Lanciando strali contro il suo arcirivale, il “debole e incompetente” governatore della California Gavin Newsom, Donald Trump e’ tornato ad evocare la minaccia di dazi del 100% su tutti i film “fatti” fuori dagli Stati Uniti. “Il nostro settore cinematografico ci è stato rubato da altri Paesi, proprio come le caramelle a un bambino”, ha scritto il presidente su Truth in una mossa che, almeno sulla carta, segnala la volontà di estendere il protezionismo commerciale alle industrie culturali.

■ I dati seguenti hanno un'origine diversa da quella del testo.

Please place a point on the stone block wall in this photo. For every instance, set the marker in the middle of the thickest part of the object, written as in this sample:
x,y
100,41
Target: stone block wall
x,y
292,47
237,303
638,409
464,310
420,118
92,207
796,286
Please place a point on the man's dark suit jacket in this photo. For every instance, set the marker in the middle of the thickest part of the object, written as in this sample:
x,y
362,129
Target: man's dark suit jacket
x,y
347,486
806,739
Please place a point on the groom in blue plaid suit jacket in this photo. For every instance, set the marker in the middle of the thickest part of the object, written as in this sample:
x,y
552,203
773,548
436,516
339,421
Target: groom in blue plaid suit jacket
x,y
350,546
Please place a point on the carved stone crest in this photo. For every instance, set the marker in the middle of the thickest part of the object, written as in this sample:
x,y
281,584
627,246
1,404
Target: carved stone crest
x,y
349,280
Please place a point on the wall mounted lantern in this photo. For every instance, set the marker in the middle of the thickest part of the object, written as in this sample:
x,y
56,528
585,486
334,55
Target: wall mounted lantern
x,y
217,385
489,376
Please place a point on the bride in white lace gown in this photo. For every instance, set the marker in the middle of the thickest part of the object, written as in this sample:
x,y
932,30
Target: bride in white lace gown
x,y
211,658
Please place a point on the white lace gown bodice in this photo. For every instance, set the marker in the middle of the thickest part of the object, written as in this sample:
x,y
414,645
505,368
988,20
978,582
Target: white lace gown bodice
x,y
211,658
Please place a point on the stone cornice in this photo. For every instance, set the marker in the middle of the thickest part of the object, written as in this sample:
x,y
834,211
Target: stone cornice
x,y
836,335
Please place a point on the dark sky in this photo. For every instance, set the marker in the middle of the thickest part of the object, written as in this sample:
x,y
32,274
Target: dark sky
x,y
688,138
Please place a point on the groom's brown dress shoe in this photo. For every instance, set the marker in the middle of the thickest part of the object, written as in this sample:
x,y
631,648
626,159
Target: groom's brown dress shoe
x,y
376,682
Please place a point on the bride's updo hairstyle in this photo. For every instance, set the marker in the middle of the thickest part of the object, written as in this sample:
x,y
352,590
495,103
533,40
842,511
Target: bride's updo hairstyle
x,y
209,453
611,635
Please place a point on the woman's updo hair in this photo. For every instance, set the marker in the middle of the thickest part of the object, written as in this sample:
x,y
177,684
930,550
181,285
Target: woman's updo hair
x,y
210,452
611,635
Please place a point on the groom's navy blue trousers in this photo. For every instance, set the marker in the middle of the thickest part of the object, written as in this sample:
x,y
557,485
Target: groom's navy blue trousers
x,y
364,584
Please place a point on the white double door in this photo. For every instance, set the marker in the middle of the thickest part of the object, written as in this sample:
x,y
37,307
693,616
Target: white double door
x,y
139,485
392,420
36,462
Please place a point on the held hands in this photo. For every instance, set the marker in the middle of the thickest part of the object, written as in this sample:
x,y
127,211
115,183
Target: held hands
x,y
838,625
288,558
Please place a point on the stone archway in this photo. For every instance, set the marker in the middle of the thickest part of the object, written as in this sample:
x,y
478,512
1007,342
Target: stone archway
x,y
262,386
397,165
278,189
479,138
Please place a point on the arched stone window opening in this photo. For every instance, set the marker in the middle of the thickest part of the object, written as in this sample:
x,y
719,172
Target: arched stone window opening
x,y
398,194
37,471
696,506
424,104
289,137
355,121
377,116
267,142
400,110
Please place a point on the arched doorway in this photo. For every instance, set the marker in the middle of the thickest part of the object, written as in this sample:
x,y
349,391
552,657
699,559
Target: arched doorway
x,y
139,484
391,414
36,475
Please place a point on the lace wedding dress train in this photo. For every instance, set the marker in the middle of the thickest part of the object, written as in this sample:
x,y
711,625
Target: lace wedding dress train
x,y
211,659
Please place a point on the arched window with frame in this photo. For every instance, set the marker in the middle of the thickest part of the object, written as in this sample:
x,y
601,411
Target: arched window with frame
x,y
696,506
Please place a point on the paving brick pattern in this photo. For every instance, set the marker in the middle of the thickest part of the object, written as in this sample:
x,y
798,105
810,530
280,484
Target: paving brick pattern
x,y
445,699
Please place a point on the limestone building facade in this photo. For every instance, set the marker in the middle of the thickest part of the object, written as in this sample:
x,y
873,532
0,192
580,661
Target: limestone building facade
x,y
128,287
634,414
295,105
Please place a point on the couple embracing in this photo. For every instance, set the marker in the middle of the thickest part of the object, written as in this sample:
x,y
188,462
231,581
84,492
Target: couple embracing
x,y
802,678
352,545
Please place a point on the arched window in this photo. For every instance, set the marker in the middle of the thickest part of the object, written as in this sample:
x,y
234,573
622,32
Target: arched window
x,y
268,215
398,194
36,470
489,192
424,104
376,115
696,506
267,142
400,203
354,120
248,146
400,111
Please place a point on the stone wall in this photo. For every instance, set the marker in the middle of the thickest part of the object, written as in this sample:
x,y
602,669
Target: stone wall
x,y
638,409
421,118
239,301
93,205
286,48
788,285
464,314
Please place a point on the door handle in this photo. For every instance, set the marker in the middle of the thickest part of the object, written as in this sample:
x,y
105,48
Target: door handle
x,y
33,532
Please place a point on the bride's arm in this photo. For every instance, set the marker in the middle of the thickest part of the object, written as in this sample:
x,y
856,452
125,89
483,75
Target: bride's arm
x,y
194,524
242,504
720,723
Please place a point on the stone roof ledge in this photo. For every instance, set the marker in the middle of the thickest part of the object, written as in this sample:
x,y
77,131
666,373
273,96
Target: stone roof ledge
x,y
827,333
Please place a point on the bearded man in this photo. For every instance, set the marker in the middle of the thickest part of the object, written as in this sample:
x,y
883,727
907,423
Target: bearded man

Se la minaccia suona familiare e’ perche’ a maggio Trump aveva lanciato lo stesso proclama. Allora come oggi l’annuncio ha creato incertezze agli studi che dipendono sempre piu’ da co-produzioni transnazionali e agli esercenti che contano anche sugli incassi al botteghino di film internazionali, con la diffferenza che, almeno a caldo, Hollywood stavolta e’ rimasta muta.
“Vogliamo film realizzati in America di nuovo!”, aveva detto Trump a maggio poi pero’ non se ne era fatto niente e all’epoca, nel contesto della raffica di dazi contro decine di Paesi, le parole del presidente erano apparse come l’ennesima mossa per creare caos, mentre, di li’ a qualche giorno, due dei suoi ‘ambasciatori’ nella mecca del cinema, Sylvester Stallone e Jon Voight, avevano prodotto una una lettera-manifesto su come salvare Hollywood usando al posto dei dazi l’arma degli incentivi fiscali.
In maggio il presidente aveva evocato “un problema di sicurezza nazionale” anche a causa del “rischio di messaggi di propaganda” nei film prodotti all’estero che arrivano negli Stati Uniti e non è chiaro cosa abbia indotto Trump a resuscitare ora la minaccia. Ne’ è chiaro cosa significhi “fatto” o “realizzato” fuori dagli Usa. I film di oggi sono spesso prodotti globali che coinvolgono migliaia di lavoratori in molteplici località anche grazie agli incentivi che hanno attirato registi e troupe in Gran Bretagna, Australia, Canada, Nuova Zelanda e Europa: uno sviluppo che a sua volta ha indotto Newsom a promuovere un allargamento del programma statale di crediti fiscali per il cinema con l’obiettivo di incrementare la produzione a Los Angeles.
Ma non è solo una questione di costi: alcuni film sono girati all’estero perchè è lì che si svolge la storia mentre registi come Denis Villeneuve (Dune) e Christopher Nolan (con il prossimo Odissea) preferiscono filmare in esterni anzichè in studio. C’è poi la questione pratica di come i dazi potrebbero essere applicati a servizi e non a beni materiali: “Come fai a fermare un film in dogana?”, aveva commentato a Cannes Wes Anderson il cui ultimo film, La Trama Fenicia, è girato in parte in Germania.
Trump: dazi sui mobili non prodotti negli Usa
“Per far sì che la North Carolina, che ha completamente perso il suo mercato dell’arredamento a favore della Cina e di altri Paesi, torni a essere grande, imporrò dazi doganali consistenti a qualsiasi Paese che non produca i suoi mobili negli Stati Uniti”: lo scrive Donald Trump su truth, precisando che seguiranno dettagli.